- 1 kg. large prawns
- 2 large red shallots (thinly sliced)
- 1 lemongrass (thinly sliced on the white part only)
- 3 fresh kaffir lime leaves (coarsely torn)
- 2 tbsp. roughly chopped fresh galangal
- 12 button mushrooms (thinly sliced)
- 36 wonton skins
- 6 cups of water (for tom yum stock)
- 2 liters of water (for cook prawn wonton)
- Chili powder (optional)
- Lettuce, chili, lemongrass, kaffir lime leaves, lime, coriander and spring onion for garnishing
- 4 tbsp. Valcom Authentic Thai Tom Yum Soup Paste
- 6 tbsp. lime juice
- 4 tbsp. chili jam (Chili Paste with Soya Bean Oil)
- 250ml. evaporate milk
- Separate 12 large prawns, peel them but keep the tails attached. Put all peel shells and heads into a large bowl. Then devein all 12 prawns and put into another small bowl and keep them in the fridge.
- Peel and take all the tails off from the remaining prawns and put all shells and heads in the same bowl as the first lot. Then devein all prawns and put them in the bowl.
- Transfer all clean prawns from step two into a mortar then pound it with pestle into a rough paste. Scoop the prawn paste into the bowl and keep them in the fridge.
- Making the tom yum stock - bring 6 cups of water to the boil and add all prawn shells and heads then add red shallots, lemongrass, kaffir lime leaves and galangal.

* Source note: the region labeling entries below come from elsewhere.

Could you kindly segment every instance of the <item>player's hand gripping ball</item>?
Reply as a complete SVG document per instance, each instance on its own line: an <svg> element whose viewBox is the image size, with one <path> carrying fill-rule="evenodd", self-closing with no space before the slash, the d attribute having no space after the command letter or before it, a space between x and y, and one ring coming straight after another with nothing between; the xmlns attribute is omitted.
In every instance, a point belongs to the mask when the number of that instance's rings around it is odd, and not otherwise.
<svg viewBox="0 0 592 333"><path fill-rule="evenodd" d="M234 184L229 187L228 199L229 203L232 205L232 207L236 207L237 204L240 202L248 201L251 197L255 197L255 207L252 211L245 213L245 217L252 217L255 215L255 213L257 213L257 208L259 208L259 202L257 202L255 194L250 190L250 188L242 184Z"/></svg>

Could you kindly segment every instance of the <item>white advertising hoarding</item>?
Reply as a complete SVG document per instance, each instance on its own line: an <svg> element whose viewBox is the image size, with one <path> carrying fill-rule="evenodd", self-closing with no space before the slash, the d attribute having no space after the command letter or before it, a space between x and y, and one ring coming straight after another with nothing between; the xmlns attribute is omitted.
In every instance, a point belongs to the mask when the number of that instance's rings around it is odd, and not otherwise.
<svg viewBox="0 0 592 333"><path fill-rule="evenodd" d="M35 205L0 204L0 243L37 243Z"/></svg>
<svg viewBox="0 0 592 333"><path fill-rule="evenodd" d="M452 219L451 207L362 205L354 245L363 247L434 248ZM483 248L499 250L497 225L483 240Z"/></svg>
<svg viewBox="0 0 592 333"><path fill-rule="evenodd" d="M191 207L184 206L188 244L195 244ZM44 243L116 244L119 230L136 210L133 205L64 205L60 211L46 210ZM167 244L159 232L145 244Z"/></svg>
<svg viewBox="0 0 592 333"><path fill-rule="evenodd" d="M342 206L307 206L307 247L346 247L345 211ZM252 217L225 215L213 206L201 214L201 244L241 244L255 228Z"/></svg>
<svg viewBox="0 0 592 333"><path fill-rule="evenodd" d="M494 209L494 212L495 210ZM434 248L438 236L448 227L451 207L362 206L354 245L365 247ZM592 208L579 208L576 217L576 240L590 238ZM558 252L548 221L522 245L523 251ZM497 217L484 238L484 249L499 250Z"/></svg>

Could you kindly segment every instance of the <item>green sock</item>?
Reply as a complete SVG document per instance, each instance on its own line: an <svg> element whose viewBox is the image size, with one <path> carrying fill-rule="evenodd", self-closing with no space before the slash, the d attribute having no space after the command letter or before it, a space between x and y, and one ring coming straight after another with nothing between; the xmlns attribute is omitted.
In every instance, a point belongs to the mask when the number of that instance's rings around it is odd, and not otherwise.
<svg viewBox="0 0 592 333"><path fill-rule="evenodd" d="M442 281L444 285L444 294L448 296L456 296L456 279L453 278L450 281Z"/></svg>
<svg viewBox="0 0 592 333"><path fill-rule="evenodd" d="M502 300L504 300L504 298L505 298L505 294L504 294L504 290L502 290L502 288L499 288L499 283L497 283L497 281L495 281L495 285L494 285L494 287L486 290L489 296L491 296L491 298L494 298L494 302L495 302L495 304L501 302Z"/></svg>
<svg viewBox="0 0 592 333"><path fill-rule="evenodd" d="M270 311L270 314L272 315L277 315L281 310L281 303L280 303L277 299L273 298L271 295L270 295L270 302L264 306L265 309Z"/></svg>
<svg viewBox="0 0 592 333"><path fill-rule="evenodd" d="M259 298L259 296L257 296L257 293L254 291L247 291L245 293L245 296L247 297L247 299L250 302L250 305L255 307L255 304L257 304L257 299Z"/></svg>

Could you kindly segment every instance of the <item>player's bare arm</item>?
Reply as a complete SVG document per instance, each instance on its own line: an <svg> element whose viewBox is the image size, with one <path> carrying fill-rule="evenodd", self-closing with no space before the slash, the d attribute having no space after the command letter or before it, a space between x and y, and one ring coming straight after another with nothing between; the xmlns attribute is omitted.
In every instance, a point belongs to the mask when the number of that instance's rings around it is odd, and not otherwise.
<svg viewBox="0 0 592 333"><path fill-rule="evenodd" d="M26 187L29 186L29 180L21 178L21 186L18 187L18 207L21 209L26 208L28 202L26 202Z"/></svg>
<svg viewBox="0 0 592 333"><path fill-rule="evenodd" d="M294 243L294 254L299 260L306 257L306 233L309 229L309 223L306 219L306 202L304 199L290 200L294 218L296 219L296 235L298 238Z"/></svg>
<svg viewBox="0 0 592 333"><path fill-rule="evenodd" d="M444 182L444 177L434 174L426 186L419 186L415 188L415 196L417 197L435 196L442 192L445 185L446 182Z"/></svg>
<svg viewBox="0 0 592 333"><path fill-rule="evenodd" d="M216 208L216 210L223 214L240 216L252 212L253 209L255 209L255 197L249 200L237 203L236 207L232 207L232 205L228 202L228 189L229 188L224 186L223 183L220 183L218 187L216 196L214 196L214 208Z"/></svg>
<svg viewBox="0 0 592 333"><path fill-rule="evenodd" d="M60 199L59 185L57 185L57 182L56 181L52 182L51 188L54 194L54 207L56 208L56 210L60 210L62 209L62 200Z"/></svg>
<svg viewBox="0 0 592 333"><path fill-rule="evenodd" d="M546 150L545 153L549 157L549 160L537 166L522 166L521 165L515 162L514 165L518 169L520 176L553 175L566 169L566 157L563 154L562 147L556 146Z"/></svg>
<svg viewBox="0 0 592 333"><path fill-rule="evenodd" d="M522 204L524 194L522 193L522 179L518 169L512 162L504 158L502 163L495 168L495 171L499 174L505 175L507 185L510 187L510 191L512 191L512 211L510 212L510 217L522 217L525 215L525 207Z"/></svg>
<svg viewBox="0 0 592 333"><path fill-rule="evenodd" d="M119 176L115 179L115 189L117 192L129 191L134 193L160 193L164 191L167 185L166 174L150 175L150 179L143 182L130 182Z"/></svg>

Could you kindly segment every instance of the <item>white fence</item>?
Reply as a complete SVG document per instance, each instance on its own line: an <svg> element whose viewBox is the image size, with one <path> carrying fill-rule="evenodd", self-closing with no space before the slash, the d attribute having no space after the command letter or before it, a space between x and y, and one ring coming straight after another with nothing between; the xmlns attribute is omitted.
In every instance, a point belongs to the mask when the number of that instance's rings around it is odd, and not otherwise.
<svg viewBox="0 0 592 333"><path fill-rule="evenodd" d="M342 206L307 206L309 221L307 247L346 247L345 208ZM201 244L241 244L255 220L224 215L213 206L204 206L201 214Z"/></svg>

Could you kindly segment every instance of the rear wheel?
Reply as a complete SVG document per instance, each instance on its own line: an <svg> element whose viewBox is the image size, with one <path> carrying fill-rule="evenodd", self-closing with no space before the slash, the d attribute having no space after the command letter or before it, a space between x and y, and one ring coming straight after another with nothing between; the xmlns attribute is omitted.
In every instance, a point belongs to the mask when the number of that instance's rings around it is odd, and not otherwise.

Let the water boil and simmer gently for about 10-12 minutes.
- Then pour all prawn stock into a colander with another pot under them. Use a big soup ladle to press all prawn shells and heads until all liquid gets into the pot.
- Put the prawn tom yum stock back to the gas top and turn the gas on high heat.
- Add all seasoning ingredients into the stock pot and mix all ingredients until combined and adjust the flavor to suit your liking. Let the stock boil and turn the gas off.
- Wonton wrapping: separate the wonton skin and put the prawn paste about 1 full teaspoon into one wonton skin each time. Then moisten the rim of wonton skin with a little bit of water and fold the skin in half to join and close the rim together. You can make any shape and design you like. Put the complete wonton filling on the plate and continue doing until the filling is finished.
- Serving time, turn the gas on for tom yum stock pot and keep it simmering while waiting to cook wonton. Then put 2 liters of water into another large pot and put on the gas and let it boil.
- Cook all prawns with the tails on in the boiling water for about 40-60 seconds then take all prawns out and put them on the plate.
- Let water boil again then cook wonton by putting one wonton at a time to prevent them sticking together. Cook 6-8 wontons each time wait until wonton floats to the surface then scoop them into the individual bowl (6 wontons per serve – total 6 serving for this recipe). Repeat the wonton cooking process until the wonton wrap is finished.
- Increase the gas heat on tom yum soup pot and let it boil then add all mushrooms into the pot. Pour hot tom yum soup and cooked mushrooms into individual bowls and top up with 2 cooked prawns per bowl and garnish before serving.
- Add chili powder as desired and enjoy prawn wonton tom yum soup.